As for the redundancy of satire in this case, which we discussed in the previous post, I'm not yet willing to surrender. The ridiculous must be ridiculed. That is part of our sacred duty to the truth, and not to do so is to sin by omission.

When something like the CBP comes along and we realize the impossibility of outracing it, of getting ahead of its own headlong pursuit of absurd conclusions, then we are obliged to ridicule it by creating a parallel track, starting a new line of thought alongside it.

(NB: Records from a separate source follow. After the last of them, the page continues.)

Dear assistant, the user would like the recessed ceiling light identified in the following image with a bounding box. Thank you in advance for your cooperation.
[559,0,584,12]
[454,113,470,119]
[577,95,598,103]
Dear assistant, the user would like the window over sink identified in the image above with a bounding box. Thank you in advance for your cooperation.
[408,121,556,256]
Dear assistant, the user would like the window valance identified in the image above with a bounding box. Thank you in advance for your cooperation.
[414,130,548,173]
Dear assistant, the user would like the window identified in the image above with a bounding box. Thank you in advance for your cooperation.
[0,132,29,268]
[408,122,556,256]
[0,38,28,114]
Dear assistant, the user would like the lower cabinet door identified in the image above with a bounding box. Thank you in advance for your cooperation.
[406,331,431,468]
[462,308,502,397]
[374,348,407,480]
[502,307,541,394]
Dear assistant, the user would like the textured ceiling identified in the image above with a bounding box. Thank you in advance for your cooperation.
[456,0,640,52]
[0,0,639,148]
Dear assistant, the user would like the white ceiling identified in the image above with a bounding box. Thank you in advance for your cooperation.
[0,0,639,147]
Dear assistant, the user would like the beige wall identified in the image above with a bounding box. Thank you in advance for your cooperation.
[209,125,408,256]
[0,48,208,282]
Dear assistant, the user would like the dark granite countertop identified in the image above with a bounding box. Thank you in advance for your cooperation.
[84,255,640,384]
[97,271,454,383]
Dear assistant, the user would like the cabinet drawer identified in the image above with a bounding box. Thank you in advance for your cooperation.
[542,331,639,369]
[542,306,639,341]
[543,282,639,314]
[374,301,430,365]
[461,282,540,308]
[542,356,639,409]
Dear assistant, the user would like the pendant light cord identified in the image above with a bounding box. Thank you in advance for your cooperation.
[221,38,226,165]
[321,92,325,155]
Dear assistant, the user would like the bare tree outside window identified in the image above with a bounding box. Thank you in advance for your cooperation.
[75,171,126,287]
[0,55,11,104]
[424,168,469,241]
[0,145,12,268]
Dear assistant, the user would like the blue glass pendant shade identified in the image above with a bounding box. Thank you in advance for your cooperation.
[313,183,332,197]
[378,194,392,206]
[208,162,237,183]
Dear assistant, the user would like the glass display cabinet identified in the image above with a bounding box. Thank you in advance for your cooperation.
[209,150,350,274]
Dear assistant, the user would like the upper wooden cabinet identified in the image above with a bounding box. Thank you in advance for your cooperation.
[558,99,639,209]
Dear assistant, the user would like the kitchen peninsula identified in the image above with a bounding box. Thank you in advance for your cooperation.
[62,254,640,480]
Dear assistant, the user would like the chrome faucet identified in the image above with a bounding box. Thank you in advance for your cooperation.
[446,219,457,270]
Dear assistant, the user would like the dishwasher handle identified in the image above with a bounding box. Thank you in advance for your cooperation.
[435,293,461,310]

The most fitting response to the Conservative Bible Project thus might be something like the Conservative Shakespeare Project. The words of the Bard, after all, have also been tainted by the hands of devious liberal translators (and actors) and thus will also need to be remade, re-edited and rewritten to ensure that they are fully compatible with the pro-market, anti-government perspective of the Conservapedia.

We clearly need a new folio in which, for example, the quality of mercy is strained.